John Hume Lecture

In 2001, the Annual John Hume Lecture was inaugurated at the MacGill Summer School as a tribute to the social and political work done over the past decades by the then leader of the SDLP, and Nobel Laureate, John Hume.

The lecture is intended in particular to celebrate John Hume’s major contribution to defending constitutional politics and to the peace process, which brought about the power sharing government in Stormont with, as a result, political, social and economic stability in Northern Ireland. It is also in recognition of his work on behalf of the people of Northern Ireland in the Westminster parliament, the European parliament and in the US.

The inaugural lecture was delivered by Mr Hume himself and in the following years by:

  • the then Minister for Foreign Affairs, Mr. Brian Cowen TD,
  • the former Taoiseach, Dr. Garret Fitzgerald
  • the then President of the European Parliament, Mr. Pat Cox MEP,
  • the then Secretary of State for Northern Ireland, the Rt. Hon. Peter Hain MP
  • the then Police Ombudsman for Northern Ireland, Dame Nuala O’Loan
  • Fr. Alec Reid C.Ss.R and the former President of the Methodist Church, Revd.

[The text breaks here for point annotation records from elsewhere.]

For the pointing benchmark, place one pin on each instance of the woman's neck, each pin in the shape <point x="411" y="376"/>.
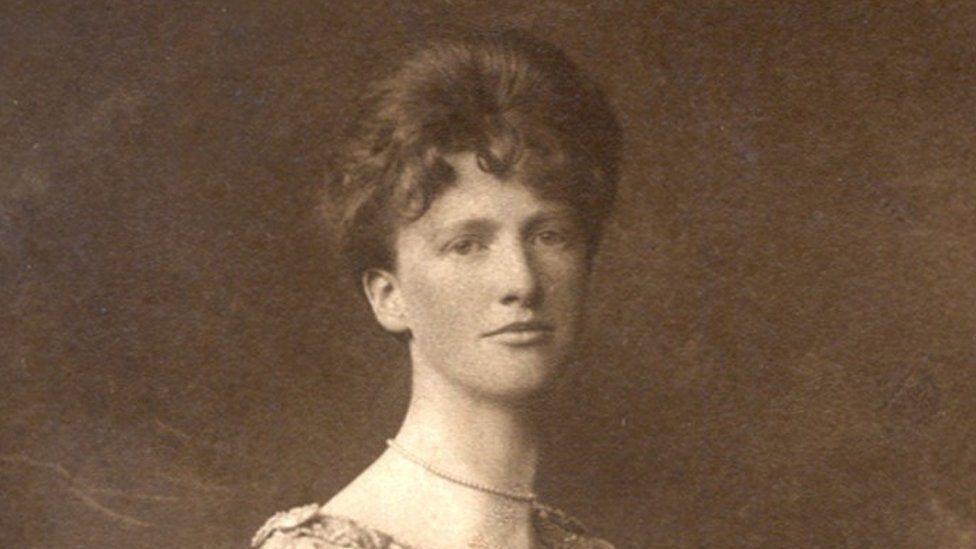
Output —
<point x="480" y="440"/>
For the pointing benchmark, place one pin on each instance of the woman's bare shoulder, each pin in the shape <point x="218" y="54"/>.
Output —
<point x="310" y="527"/>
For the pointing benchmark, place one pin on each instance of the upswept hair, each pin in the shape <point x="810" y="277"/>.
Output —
<point x="519" y="104"/>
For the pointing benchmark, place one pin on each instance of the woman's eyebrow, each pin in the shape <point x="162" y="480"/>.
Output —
<point x="480" y="225"/>
<point x="560" y="214"/>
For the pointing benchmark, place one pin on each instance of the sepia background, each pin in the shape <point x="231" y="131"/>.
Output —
<point x="780" y="350"/>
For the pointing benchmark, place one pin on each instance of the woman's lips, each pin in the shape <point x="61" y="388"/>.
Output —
<point x="522" y="333"/>
<point x="523" y="337"/>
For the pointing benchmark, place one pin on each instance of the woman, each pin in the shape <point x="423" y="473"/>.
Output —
<point x="472" y="196"/>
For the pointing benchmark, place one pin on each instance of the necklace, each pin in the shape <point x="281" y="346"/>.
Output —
<point x="517" y="496"/>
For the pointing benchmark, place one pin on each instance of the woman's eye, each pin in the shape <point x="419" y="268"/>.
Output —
<point x="552" y="238"/>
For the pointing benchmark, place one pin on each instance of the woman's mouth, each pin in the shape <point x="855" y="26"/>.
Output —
<point x="522" y="333"/>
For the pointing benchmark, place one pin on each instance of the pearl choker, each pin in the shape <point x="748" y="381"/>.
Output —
<point x="517" y="496"/>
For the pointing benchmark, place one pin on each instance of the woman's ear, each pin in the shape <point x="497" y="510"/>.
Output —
<point x="383" y="292"/>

Harold Good (jointly),  peace activists who supervised IRA decommissioning
  • the then Minister of State, Dr Martin Mansergh TD
  • The Archbishop of Dublin, Dr Diarmuid Martin
  • The Deputy First Minister of the Northern Ireland Executive, Mr Martin McGuinness MP, MLA
  • An Taoiseach, Enda Kenny TD
  • the then Tánaiste and Minister for Foreign Affairs & Trade, Eamon Gilmore TD
  • Ms Emily O’Reilly, Ombudsman and Information Commissioner, and European Ombudsman
  • Dr Maurice Hayes, writer and public servant
  • Michael McDowell SC
  • Micheál Martin TD, Leader of Fianna Fáil



John Hume Lecture 2017

The John Hume Lecture 2017 will be delivered by Simon Coveney TD, Minister for Foreign Affairs & Trade.

Simon Coveney TD, Minister for Foreign Affairs and Trade, and Deputy Leader of Fine Gael since June 2017.  He was elected to Dáil Éireann in a by-election for Cork South Central in October 1998, following the death of his father Hugh.  Elected to the European Parliament from 2004 to 2007.  Led the Sail Chernobyl Project 30,000 miles around the world, raising £500,000 for the charity. Previously served as Minister for Housing, Planning, Community and Local Government, Minister for Agriculture, Food and the Marine, and Minister for Defence.

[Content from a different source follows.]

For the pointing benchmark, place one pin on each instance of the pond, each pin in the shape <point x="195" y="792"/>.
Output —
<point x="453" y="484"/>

John Hume was born in Derry, 18 January 1937.  He was educated at St. Columb’s College in Derry and at St. Patrick’s College, Maynooth where he studied for the priesthood. He returned to Derry to become a teacher in the city.

He was one of the founder members of the Derry Credit Union which was the first credit union in Northern Ireland. From 1964-68, he served as President of the Credit Union League of Ireland. With Father Anthony Mulvey, he set up a housing association in Derry.  He got involved in the civil rights movement in the late 1960s and was elected independent member of the Northern Ireland Parliament at Stormont in 1969 and a Westminster MP in 1983.

He was a founder member of the SDLP in 1970 and succeeded Gerry Fitt as leader in 1979.  He was elected to the European Parliament in 1979.  He played a leading role in the setting up of the North’s first power sharing executive in 1973 in which he was appointed Minister for Commerce.

He was one of the prime movers behind the Anglo-Irish Agreement signed at Hillsborough in 1985 by British Prime Minister, Margaret Thatcher and Irish Taoiseach, Garret Fitzgerald.

John Hume, much to the dismay of many, became involved in talks with Sinn Féin leader, Gerry Adams, in the early 1990s which were ultimately to lead to the IRA ceasefire in 1994 and the signing of the Good Friday Agreement in 1998.  He was, with David Trimble, co-recipient of the Nobel Peace Prize in 1998.

John Hume retired as leader of the SDLP in 2001 and on 4 February 2004, announced his retirement from politics.

The Annual John Hume Lecture was inaugurated at the MacGill Summer School in 2001 with the inaugural lecture delivered by Mr. Hume himself.